A tool which might solve this problem would behave like an "ante chamber" for text. It would be a space which accepts text then allows us to decide what to do with it.

Instead of having an idea, and having to decide what to do with it before it even leaves my brain, the scratch pad becomes the first port of call for any text I write on a smartphone or tablet. Once the text is externalised I can read back, and make much better decisions about what to do with it.

It's much more intuitive than having to decide between an intimidating plethora of apps, whilst still trying to keep hold of an idea in memory. This is a much simpler process:

  • Brain: Have an idea
  • Tool: Write it down
  • Brain: Decide what to do with it


The best tool for this is Drafts by Agile Tortoise. It's a simple text editor for iPhone and iPad which accepts text, then can send it to any number of other apps and services, including sending it as a new email.

Drafts is an excellent, safe writing environment which doesn't force you to distract yourself by looking at the inbox. In addition, it's a great way to make text-heavy work easier to manage on a mobile device. For more advanced users it also integrates with Markdown and TextExpander making it possible to create sophisticated pieces of writing quickly and efficiently.

So, rather than trying to wrestle with email clients, it's possible to build a better process for handling any kind of text, which more closely matches the way you think.


Using your voice as a capture mechanism can be quite a challenge. Unlike using a tool to create a physical mark which can be looked at later on, sound is utterly ephemeral unless it is captured at the point where it is uttered. This means two things:

  • When a conversation gives you a great idea, disgorge your working memory of that idea immediately by writing it down using whatever capture tool you have to hand.
  • Plan in advance to record your conversation or your monologue.

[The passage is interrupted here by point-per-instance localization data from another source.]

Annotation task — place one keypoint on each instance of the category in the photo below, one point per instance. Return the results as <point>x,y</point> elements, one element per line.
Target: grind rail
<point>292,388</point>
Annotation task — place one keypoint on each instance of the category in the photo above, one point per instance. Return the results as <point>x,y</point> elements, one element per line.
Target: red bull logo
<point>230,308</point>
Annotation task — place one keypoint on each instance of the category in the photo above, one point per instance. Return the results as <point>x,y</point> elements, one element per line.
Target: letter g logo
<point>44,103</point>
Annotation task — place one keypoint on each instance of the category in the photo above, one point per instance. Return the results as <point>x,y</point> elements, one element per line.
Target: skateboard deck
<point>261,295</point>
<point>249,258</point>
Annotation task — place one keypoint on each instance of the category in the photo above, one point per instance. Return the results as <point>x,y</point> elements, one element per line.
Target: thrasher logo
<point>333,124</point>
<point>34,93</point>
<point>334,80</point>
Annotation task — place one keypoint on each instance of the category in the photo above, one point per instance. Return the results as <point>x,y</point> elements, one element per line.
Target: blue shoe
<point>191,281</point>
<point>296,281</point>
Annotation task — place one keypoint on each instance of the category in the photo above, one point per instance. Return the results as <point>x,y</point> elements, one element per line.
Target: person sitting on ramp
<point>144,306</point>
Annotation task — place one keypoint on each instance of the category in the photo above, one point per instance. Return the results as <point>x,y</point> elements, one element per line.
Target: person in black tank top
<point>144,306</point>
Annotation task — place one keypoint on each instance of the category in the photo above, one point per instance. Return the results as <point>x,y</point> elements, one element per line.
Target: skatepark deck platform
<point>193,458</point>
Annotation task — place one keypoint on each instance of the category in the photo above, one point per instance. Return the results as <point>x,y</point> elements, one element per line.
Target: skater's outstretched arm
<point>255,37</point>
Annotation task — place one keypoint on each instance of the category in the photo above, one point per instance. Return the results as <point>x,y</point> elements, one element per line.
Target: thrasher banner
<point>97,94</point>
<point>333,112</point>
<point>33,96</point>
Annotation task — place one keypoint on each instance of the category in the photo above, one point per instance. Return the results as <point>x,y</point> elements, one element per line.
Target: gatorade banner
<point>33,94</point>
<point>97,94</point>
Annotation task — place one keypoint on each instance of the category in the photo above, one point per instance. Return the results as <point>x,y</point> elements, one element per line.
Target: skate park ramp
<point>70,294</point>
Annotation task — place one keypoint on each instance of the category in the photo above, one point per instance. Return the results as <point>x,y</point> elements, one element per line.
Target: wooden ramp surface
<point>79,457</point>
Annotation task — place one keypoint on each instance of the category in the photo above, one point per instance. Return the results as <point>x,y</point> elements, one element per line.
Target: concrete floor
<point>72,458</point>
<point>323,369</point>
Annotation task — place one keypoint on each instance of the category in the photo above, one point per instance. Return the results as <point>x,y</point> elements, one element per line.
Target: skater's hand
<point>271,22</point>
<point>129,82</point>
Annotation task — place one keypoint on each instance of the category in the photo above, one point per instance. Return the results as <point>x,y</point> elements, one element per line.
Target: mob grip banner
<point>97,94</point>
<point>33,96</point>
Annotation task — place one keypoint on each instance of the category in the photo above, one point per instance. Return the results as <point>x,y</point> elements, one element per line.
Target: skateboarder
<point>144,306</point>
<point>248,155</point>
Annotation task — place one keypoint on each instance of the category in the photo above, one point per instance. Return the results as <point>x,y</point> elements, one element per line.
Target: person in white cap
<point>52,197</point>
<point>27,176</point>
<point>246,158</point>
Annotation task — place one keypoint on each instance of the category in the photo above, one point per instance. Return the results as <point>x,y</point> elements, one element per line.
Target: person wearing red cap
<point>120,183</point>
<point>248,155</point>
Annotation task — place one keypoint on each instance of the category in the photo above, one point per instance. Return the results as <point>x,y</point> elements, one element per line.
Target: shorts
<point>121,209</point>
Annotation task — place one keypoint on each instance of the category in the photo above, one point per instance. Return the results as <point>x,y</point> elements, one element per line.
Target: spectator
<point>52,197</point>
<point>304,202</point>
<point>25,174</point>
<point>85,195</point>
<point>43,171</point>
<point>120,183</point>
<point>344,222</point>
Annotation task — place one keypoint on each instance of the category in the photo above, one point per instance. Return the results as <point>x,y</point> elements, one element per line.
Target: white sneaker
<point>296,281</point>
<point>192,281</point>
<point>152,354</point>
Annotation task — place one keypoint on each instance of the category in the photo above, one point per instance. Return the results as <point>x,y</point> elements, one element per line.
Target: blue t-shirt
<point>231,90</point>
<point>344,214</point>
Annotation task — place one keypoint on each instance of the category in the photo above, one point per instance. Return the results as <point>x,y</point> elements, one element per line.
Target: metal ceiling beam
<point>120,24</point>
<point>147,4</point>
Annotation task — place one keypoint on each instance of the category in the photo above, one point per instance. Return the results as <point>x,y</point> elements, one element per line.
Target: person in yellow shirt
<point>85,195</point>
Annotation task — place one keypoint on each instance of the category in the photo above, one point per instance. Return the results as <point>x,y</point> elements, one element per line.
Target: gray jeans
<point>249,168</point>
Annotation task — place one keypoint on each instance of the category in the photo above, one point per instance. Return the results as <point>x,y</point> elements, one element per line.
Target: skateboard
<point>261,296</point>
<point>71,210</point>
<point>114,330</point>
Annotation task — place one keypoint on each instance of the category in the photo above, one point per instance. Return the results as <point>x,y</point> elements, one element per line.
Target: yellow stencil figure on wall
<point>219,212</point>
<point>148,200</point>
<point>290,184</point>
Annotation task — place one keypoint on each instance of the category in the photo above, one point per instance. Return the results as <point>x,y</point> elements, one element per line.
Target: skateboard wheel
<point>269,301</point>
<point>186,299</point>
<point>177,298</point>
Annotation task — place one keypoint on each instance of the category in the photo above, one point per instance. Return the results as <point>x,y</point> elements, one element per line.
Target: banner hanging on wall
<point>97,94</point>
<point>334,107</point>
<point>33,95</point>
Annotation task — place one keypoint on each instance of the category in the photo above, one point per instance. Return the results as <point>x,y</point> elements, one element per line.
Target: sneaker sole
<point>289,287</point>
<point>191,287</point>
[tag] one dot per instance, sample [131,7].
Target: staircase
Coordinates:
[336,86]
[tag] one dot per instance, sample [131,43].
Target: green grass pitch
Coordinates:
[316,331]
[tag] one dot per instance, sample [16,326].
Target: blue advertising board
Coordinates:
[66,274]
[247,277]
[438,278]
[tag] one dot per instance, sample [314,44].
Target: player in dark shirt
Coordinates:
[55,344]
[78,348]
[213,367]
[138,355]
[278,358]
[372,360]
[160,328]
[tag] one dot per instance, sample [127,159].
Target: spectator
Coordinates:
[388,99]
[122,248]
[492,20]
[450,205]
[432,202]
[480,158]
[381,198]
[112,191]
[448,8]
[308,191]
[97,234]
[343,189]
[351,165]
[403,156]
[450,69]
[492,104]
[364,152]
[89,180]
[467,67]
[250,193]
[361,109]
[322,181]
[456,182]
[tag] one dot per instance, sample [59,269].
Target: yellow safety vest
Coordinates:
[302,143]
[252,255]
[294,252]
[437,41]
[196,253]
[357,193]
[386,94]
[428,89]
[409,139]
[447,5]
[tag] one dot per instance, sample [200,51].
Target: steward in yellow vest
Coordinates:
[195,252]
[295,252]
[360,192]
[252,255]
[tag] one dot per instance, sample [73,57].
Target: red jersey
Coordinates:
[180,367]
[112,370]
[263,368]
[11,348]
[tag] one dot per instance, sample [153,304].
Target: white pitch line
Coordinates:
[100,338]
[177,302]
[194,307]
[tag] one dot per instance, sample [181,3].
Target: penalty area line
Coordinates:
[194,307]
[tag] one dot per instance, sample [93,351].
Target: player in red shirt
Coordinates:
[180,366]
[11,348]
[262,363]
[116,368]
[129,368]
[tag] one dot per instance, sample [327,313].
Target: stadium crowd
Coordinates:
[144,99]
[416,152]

Recording yourself can be surprisingly effective. You can capture a great deal of information, often containing strong ideas, very quickly. However, the trouble is reviewing that information later on. With old-fashioned tape recorders it was necessary to play back the entire recording, pen in hand, to record useful information. This could be time consuming and required deep attention. This would often cause information to build up, creating a blockage that required a long time to clear.

It's necessary to find an application which lets you record a conversation while simultaneously creating visual bookmarks to mark out a good idea. This will allow you to jump backwards and forwards in the recording to retrieve the relevant information.

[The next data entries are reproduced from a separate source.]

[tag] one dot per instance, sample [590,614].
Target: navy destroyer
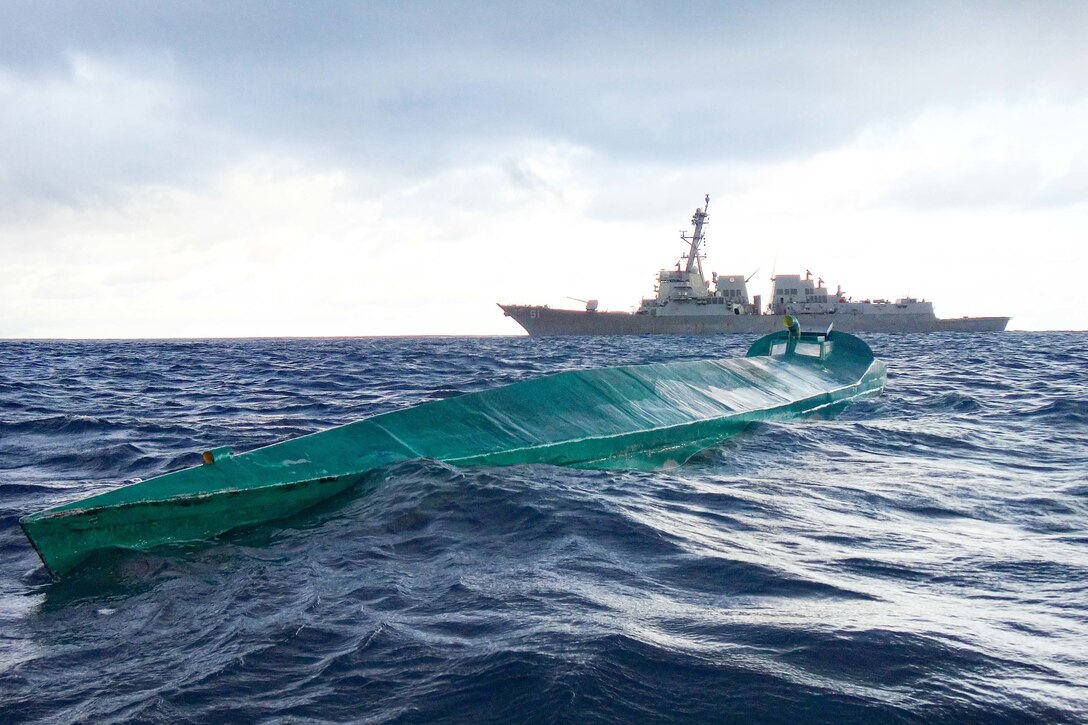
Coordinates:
[687,304]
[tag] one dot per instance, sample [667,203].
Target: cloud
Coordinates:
[128,93]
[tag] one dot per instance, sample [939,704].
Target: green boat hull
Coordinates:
[631,417]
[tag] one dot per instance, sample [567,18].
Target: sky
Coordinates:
[262,169]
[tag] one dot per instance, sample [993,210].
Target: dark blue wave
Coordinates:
[917,557]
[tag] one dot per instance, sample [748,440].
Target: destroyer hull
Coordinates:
[544,321]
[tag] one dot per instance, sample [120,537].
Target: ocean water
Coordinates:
[920,556]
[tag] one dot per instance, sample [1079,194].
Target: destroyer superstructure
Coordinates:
[685,303]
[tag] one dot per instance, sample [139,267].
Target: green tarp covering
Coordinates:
[634,416]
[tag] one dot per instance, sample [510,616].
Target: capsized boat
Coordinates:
[633,417]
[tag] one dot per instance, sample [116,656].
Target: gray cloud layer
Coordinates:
[101,96]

There are several apps which do a great job at recording your voice, and it's certainly worth trying them out. However, my favourite is Notability by Ginger Labs. As the name suggests, the tool is designed around the problem of notetaking and it offers a fairly comprehensive set of tools. You can record a conversation while scribbling, typing, even highlighting your notes. Afterwards, by selecting text or a doodle, the soundtrack will jump to whatever was b eing recorded while you were writing or scribbling. 

This makes it great for marking out meaningful points in a conversation, but also adding your own private thoughts and observations.

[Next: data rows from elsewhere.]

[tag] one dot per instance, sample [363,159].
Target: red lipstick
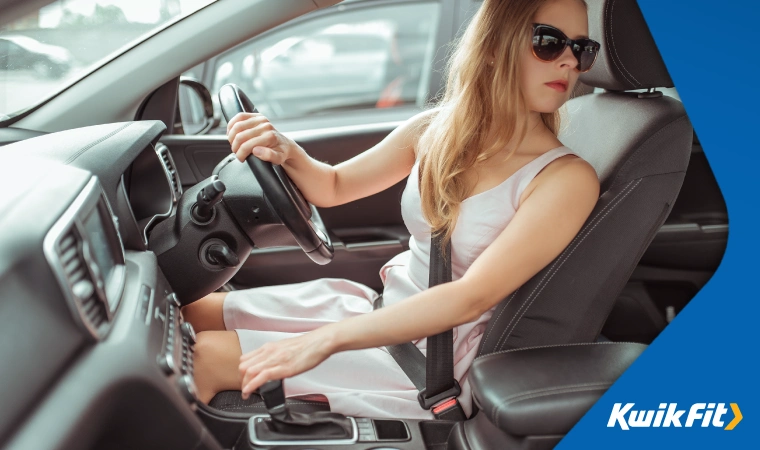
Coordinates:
[559,85]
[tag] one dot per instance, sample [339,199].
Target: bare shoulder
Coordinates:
[569,176]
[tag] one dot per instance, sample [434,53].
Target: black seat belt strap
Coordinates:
[433,376]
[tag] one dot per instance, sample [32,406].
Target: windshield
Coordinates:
[49,49]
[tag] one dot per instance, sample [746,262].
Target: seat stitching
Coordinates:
[509,300]
[566,390]
[610,7]
[551,346]
[498,342]
[562,390]
[554,388]
[571,253]
[643,144]
[261,405]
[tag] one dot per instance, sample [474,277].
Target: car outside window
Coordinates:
[62,41]
[350,59]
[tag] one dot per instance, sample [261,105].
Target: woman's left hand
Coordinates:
[283,359]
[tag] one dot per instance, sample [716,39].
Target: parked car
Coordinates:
[25,53]
[98,250]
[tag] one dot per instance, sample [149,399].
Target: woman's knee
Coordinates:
[216,360]
[206,314]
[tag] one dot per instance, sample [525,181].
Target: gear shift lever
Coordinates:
[294,426]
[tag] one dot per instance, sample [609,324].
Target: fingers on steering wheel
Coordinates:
[239,117]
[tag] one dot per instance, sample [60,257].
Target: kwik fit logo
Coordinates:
[668,415]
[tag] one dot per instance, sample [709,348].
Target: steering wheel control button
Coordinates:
[173,300]
[188,332]
[187,388]
[216,255]
[203,210]
[166,363]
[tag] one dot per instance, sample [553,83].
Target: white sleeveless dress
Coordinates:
[368,382]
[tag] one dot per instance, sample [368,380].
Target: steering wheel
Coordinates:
[296,213]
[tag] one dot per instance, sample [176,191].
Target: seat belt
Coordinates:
[433,376]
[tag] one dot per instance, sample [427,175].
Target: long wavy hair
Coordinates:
[477,95]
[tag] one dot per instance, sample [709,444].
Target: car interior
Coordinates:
[120,209]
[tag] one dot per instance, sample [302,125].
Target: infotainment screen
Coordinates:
[100,249]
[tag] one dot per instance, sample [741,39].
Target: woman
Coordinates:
[487,157]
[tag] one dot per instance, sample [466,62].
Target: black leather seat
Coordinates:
[639,145]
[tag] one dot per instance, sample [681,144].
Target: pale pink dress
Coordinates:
[368,382]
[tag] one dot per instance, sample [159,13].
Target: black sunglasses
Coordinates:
[549,43]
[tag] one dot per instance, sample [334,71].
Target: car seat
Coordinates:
[639,143]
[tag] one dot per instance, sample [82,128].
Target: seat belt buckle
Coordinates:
[449,410]
[451,393]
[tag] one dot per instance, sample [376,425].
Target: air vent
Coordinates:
[92,309]
[171,170]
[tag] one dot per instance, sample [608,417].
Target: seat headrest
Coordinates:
[629,58]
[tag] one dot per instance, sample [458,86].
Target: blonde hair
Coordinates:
[476,96]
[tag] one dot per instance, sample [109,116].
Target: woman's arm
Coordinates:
[323,185]
[546,222]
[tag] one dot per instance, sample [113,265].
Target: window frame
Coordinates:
[449,20]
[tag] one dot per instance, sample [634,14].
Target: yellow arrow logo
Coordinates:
[737,417]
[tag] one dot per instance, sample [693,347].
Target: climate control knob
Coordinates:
[188,331]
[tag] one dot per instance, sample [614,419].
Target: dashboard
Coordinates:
[101,357]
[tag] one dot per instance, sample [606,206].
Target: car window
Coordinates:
[359,58]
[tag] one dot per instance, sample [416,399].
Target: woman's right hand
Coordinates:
[252,133]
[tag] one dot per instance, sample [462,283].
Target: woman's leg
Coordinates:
[206,314]
[216,360]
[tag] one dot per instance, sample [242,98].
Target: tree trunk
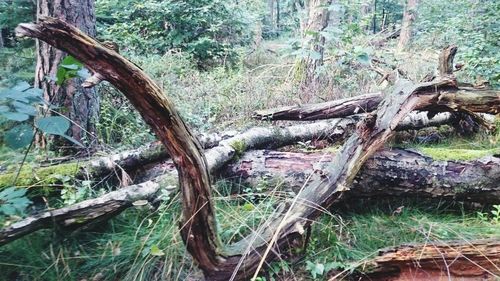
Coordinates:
[388,174]
[313,41]
[461,260]
[80,105]
[409,17]
[1,38]
[464,99]
[271,14]
[199,231]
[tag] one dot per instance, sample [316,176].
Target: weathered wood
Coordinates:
[83,213]
[467,99]
[199,231]
[388,174]
[128,162]
[459,260]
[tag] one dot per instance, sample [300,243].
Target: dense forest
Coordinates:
[249,140]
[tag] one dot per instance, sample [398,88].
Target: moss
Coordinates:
[30,176]
[439,153]
[239,148]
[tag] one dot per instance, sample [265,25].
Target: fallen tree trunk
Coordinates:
[462,260]
[121,164]
[199,228]
[467,99]
[81,214]
[389,173]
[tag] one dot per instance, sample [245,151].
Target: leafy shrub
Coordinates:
[473,26]
[206,29]
[13,201]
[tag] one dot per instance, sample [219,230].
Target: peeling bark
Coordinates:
[80,105]
[81,214]
[465,99]
[199,232]
[389,173]
[463,260]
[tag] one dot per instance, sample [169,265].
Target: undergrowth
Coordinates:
[142,244]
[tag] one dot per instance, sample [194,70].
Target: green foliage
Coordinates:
[119,123]
[17,109]
[13,201]
[70,68]
[207,29]
[473,26]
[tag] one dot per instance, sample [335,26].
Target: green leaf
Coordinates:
[54,125]
[22,86]
[24,108]
[4,108]
[19,136]
[363,58]
[155,251]
[15,116]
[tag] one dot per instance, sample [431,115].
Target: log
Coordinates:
[124,163]
[467,99]
[83,213]
[389,173]
[454,260]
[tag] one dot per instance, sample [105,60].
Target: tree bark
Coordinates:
[80,105]
[459,260]
[271,13]
[409,17]
[388,174]
[465,99]
[199,232]
[313,41]
[222,147]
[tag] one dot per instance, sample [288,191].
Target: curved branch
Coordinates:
[198,231]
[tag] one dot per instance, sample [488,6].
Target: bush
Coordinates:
[206,29]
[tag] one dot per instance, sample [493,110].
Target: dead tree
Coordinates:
[198,228]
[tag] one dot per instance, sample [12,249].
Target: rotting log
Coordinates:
[388,174]
[468,99]
[227,144]
[459,260]
[199,232]
[81,214]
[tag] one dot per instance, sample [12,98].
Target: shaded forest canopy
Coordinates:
[249,140]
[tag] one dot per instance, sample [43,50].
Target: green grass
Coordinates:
[144,245]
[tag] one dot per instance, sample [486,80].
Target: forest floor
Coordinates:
[143,244]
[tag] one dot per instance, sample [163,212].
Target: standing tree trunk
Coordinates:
[80,105]
[278,15]
[406,27]
[271,14]
[313,41]
[1,38]
[374,23]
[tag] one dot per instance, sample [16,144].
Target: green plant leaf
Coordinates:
[155,251]
[19,136]
[15,116]
[54,125]
[24,108]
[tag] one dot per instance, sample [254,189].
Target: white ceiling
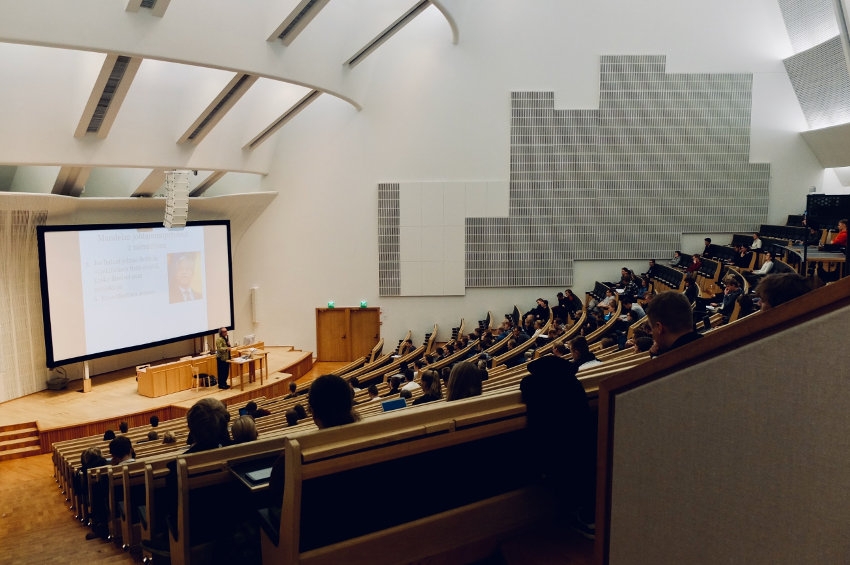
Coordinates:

The app has been around for a while and updated frequently and I've found it to be consistently reliable and very polished. I particularly like the ability to create "subjects" and "dividers" which make it easy to file the work. I don't make much use of this feature myself but I can see it being very useful for people who must attend several meetings before having the chance to write up their notes, or students who attend lectures and classes.

Beyond this, Notability has excellent sharing options, including the ability to export the recording and a PDF of the notes. The software is available for iPhone and iPad - where I tend to use it the most - and Mac, where I extract the useful information into OmniFocus. iCloud sync means that the data is kept up to date on all of these devices.